What follows is a list of links referenced in the above
1. Library Thing - good site for maintaining a catalog of books you own
    Shelfari - good site for book-reading list makers who like virtual bookshelves
    Good Reads - Imho, the best site for tracking books read, being read, or to be read. I'll be brave and offer you the chance to check out my Good Reads list, so long as you promise not to stalk me.

2. IMDb - THE Internet Movie Database. If this is the first time you've heard of it, welcome to the information superhighway.

3. Malcolm Gladwell - He really is the sort of guy who would go talk to behavioral psychologists and write an interesting article about why we can't remember, say, what we need from the grocery store while standing in the cereal aisle. I'm sure stores like this tendency as I suspect it results in more liquor purchases. Anyhow, you owe it to yourself to read a Gladwell. Blink is about our gut instincts and subconscious thought processes, and it's fascinating. The Tipping Point is about, well, the tipping point--little things with big impact. Outliers considers whether geniuses are born or made. 

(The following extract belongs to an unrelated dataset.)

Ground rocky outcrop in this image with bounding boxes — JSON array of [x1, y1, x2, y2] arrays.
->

4. Eastern Promises is about a London woman who has the diary of a young Russian woman who dies in childbirth, as well as the child. She cannot read Russian, but serendipitously meets a Russian man who can read it to here. Serendipity's not all it cracks up to be as the Russian is a driver for the same crime family that has connections to the newborn's dead mother. Check it out from our collection, or learn more at IMDb.
blpost

1 comment:

Anonymous said...

I'm still super excited about this! Thanks for tipping me off... now let's hope my Watch List doesn't get as long as my Goodreads "to read" list!